The Hezb-e-Islami group is led by Gulbuddin Hekmatyar, another mujahidin leader who fought the Soviets. Hekmatyar’s faction was the chief rival of Massoud’s Jamiat-e-Islami group.
“He is a hero who led a clear struggle for the values of the people. Even more than billboards here and there, he is in the hearts of people “
– Abdullah Abdullah, former Afghan foreign minister
An ex-commander of Hezb-e-Islami praised Massoud’s military prowess, but said he also had blood on his hands. “He was a good strategist,” Islamuddin, who goes by one name, told Al Jazeera.
But it was Massoud’s strategic competence that led to many deaths in Kabul, Islamuddin said, as his forces fought rival factions in the 1990s for power after the 1989 Soviet withdrawal.
“If Massoud was a good person, then who killed thousands of Pashtuns, Hazaras and Uzbeks?” Islamuddin asked of the Tajik leader’s legacy. “We fought.
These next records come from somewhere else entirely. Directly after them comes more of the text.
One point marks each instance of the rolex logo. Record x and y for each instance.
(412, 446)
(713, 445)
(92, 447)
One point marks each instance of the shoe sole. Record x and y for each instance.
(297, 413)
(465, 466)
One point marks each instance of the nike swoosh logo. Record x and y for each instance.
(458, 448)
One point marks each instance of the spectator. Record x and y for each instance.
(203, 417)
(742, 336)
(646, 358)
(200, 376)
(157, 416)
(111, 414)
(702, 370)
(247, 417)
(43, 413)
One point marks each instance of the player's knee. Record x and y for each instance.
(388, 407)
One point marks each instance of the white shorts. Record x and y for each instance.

We killed. But it was all because of Massoud.”
He accused Massoud of taking over Kabul in the early ’90s, but not affording people the “respect and roles they deserved”.
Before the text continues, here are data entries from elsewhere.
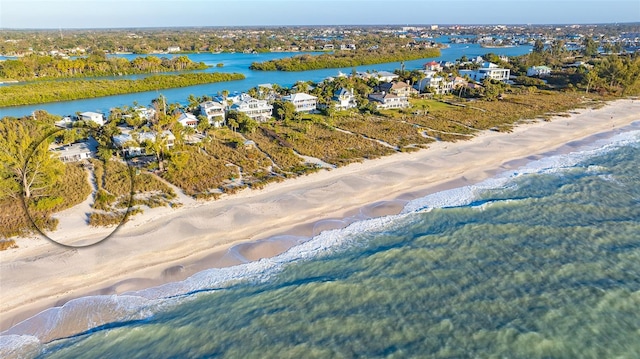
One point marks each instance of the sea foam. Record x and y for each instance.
(92, 313)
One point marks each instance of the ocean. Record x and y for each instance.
(542, 260)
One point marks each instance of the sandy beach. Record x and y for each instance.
(165, 244)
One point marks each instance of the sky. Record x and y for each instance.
(55, 14)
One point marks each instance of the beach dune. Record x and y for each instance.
(165, 244)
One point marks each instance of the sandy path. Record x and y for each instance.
(198, 235)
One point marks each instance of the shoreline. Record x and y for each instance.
(167, 245)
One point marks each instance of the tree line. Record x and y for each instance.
(342, 59)
(53, 91)
(37, 67)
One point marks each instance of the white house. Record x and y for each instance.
(386, 76)
(302, 101)
(386, 100)
(258, 110)
(130, 145)
(540, 71)
(399, 88)
(214, 111)
(93, 117)
(344, 99)
(187, 119)
(145, 112)
(488, 70)
(432, 66)
(77, 151)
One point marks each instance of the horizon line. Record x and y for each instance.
(317, 25)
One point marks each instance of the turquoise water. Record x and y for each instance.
(240, 63)
(538, 262)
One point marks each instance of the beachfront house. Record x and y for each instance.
(432, 66)
(488, 70)
(187, 119)
(214, 112)
(94, 117)
(303, 102)
(399, 88)
(258, 110)
(77, 151)
(431, 83)
(385, 76)
(145, 113)
(540, 71)
(131, 144)
(344, 99)
(385, 100)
Criticism of Massoud is not limited to political enemies who fought against him during the civil war between 1992 and 1995.
Haroon, a 32-year-old ethnic Pashtun, is a lifelong resident of the western Kabul neighbourhood of Karteh Seh. He said Massoud’s forces targeted the area with constant fire. “For five years, anything that moved would be shot at,” said Haroon, who like many Afghans also goes by one name.
Two men who knew Massoud well remembered a conversation he had with his rival Hekmatyar, prior to the battle over Kabul.
Abdullah Abdullah, the former foreign minister and Massoud ally, recalled to Al Jazeera the 10-minute conversation in which Massoud, “begs Hekmatyar not to send troops into Kabul, to instead find a political solution”.
But, Hekmatyar “insisted on entering Kabul”, said Fahim Dashty, an Afghan journalist, politician and analyst.
Dashty was in the room in 2001 when the two Arabs pretending to be journalists detonated their camera and killed Massoud. He suffered burns to two-thirds of his body.
Different than the others
Massoud was not an ordinary Afghan guerrilla. He spoke fluent French and – in between coordinating attacks against the Red Army – was known to recite poetry and play football with his fighters.
To his supporters, Massoud was a humble and astute leader who devoted 30 of his 48 years to defending Afghanistan.
But some question why Massoud is glorified, and other mujahidin who helped oust the Soviets are not.
“Did you see television today? It’s all about him,” said a former high-ranking official who asked not to be identified. “What did he do that we didn’t? It wasn’t just him. Who here isn’t a martyr in some way?”
But Abdullah said Massoud’s character was different from other guerrilla leaders.
A medical doctor by trade, Abdullah said he often heard stories of Massoud while working at a refugee hospital in the Pakistani border city of Peshawar in 1983. Massoud quickly gained a reputation for selflessness among refugees and mujahidin alike, he said.
“He is a hero who led a clear struggle for the values of the people,” said Abdullah. “Even more than billboards here and there, he is in the hearts of people.”